The "scheduling" system is completely anti-scientific and anti-patient. It tells us we can make a one-size-fits-all decision about psychoactive substances without regard for dosage, context of use, reason for use, etc. That's superstitious tyranny.
Antidepressants might be fine in a world where drugs were legal. Then it would actually be possible to get off them by using drugs that have inspired entire religions. In the age of prohibition, however, an antidepressant prescription is usually a life sentence.
UNESCO celebrates the healing practices of the Kallawaya people of South America. What hypocrisy! UNESCO supports a drug war that makes some of those practices illegal!
Americans outlaw drugs and then insist that those drugs did not have much to offer in any case.

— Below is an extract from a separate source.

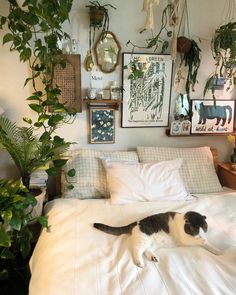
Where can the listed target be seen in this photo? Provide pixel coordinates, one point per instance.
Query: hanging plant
(223, 46)
(99, 19)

It's like I took away your car and then told you that car ownership was overrated.
What bothers me about AI is that everyone's so excited to see what computers can do, while no one's excited to see what the human mind can do, since we refuse to improve it with mind-enhancing drugs.
Some fat cat should treat the entire Supreme Court to a vacation at San Jose del Pacifico in Mexico, where they can partake of the magic mushroom in a ceremony led by a Zapotec guide.
The Partnership for a Death Free America is launching a campaign to celebrate the 50th year of Richard Nixon's War on Drugs. We need to give credit where credit's due for the mass arrest of minorities, the inner city gun violence and the civil wars that it's generated overseas.
Imagine someone starting their book about antibiotics by saying that he's not trying to suggest that we actually use them. We should not have to apologize for being honest about drugs. If prohibitionists think that honesty is wrong, that's their problem.
To treat opioid use disorder, we should re-normalize the peaceable smoking of opium at home as an alternative to drinking alcohol.
For those who want to understand what's going on with the drug war from a philosophical point of view, I recommend chapter six of "Eugenics and Other Evils" by GK Chesterton.